A post shared by Brad (@brdhml) on

This area has been regenerated significantly and is now an area of 8 – 10 storey buildings with flats and a few shops and parks.  On first impression – we thought this area was dirty, noisy and a little soulless, but after we got into the groove – it was a great place to base yourself.

We were based on the main road (Commercial Road) which is also a thoroughfare to the City from the East.  It is noisy and dirty, but double glazing in flats actually blocks out the majority of this chaos.

We had a spectacular view to the buildings of The City and captured some spectacular sunsets.

We were a 2 minute walk to the Docklands Light Rail (DLR) which gave us direct access to the heart of The City (Bank station) – opening up most of the other lines of the Underground.

We stayed here for a month to get started – whilst the flat wasn’t the most glamorous, it was as a nice location and walking distance to Canary Wharf.

Millwall – The worst parts of high density living in a city that’s not used to modern high density

We get it – there’s a lot of people in London.  Londoners are used to living in small spaces and have done for centuries, however, recently, more and more glass highrise apartment buildings are popping up.  This is not unlike anywhere else in the world, but, the area south of Canary Wharf on the Isle of Dogs seems to be the first foray into large scale modern high density development outside of council flats.

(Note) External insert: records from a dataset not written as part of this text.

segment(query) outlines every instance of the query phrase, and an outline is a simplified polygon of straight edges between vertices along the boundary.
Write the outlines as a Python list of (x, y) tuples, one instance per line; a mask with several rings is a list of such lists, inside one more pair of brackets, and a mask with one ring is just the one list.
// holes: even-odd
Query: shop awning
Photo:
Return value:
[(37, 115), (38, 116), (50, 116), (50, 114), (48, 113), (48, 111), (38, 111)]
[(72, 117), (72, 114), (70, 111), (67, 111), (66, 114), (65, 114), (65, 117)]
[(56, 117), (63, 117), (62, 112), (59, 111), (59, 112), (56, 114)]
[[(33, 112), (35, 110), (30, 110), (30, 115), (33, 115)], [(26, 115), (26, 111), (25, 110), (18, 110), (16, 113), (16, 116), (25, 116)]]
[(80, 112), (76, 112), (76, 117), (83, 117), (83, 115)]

I talk of the worst parts of high density living;

  • Complete lack of privacy – flats look directly into neighbours places – and we’re talking being able to see into 30 or so flats directly opposite
  • Internal design – the inside of apartments buildings really do look like hospitals – I’m not sure if this is just confined to this area, but we’ve lived in 3 buildings here and they all look equally clinical
  • Safety – As an Australian, coming to London – there were assumptions that everything here would be world class – I have to say, safety systems and standards here don’t seem to be on par with Australian systems – I won’t dwell too much on this on account of the recent tragedy, but this is clearly visible to me

But having said that, it’s not all bad. The apartments are modern and to a good standard (I will say, they are still not up to the standard that we were used to in Melbourne).  The location is convenient, even with a 15 minute walk from the Canary Wharf tube station.

The verdict…

Canary Wharf is a little confused.  We don’t know who works here, but it’s highly likely that your assumption that you’ll be working here will prove false like ours.

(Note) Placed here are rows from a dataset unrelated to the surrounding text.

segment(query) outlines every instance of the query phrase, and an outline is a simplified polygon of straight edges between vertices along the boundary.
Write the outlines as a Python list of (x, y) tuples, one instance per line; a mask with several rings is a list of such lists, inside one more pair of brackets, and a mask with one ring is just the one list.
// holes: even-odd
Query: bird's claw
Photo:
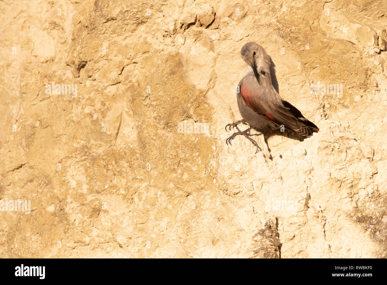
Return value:
[(233, 128), (234, 127), (237, 126), (240, 124), (243, 124), (245, 125), (247, 124), (247, 123), (246, 121), (244, 120), (240, 120), (239, 121), (236, 121), (235, 123), (233, 123), (231, 124), (228, 124), (226, 125), (226, 127), (224, 128), (226, 129), (226, 131), (227, 131), (227, 127), (228, 127), (228, 129), (230, 131), (231, 131), (231, 129), (232, 128)]
[(226, 140), (226, 144), (228, 145), (228, 144), (230, 144), (230, 145), (232, 145), (231, 144), (231, 141), (234, 139), (234, 138), (236, 136), (241, 135), (244, 136), (245, 138), (247, 138), (249, 141), (251, 142), (252, 144), (257, 148), (257, 150), (255, 151), (255, 154), (257, 154), (259, 150), (260, 151), (262, 151), (262, 149), (259, 147), (258, 145), (258, 144), (257, 143), (257, 142), (253, 140), (252, 138), (249, 136), (248, 135), (246, 135), (246, 133), (250, 130), (252, 128), (251, 127), (248, 128), (247, 130), (245, 130), (243, 131), (241, 131), (239, 128), (238, 127), (238, 126), (236, 126), (237, 130), (238, 130), (238, 131), (236, 133), (234, 133), (233, 134), (231, 135)]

Limehouse is in a great position and doesn’t seem to suffer the same problems that I noted about Millwall, so we’ll probably end up there.

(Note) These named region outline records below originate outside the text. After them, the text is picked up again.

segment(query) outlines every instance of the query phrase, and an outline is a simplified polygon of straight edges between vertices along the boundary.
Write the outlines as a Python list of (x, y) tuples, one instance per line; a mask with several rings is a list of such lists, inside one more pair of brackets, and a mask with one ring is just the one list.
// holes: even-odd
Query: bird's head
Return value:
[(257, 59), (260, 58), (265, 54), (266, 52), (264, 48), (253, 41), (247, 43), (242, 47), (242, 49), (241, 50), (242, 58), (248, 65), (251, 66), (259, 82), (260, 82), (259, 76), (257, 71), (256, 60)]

Keep in mind that Canary Wharf is actually pretty far from the places that you’ll probably want to spend most of your time.  15 minutes on the only tube line in / out starts to grate on you after a while and you’ll no doubt spend most of your days changing lines at Green Park like we do.

It’s a safe option for modern convenience, which of course is also expensive.  In time, we’ll feel a bit more comfortable branching out, but we feel like East London is a great fit for us.  Only time will tell.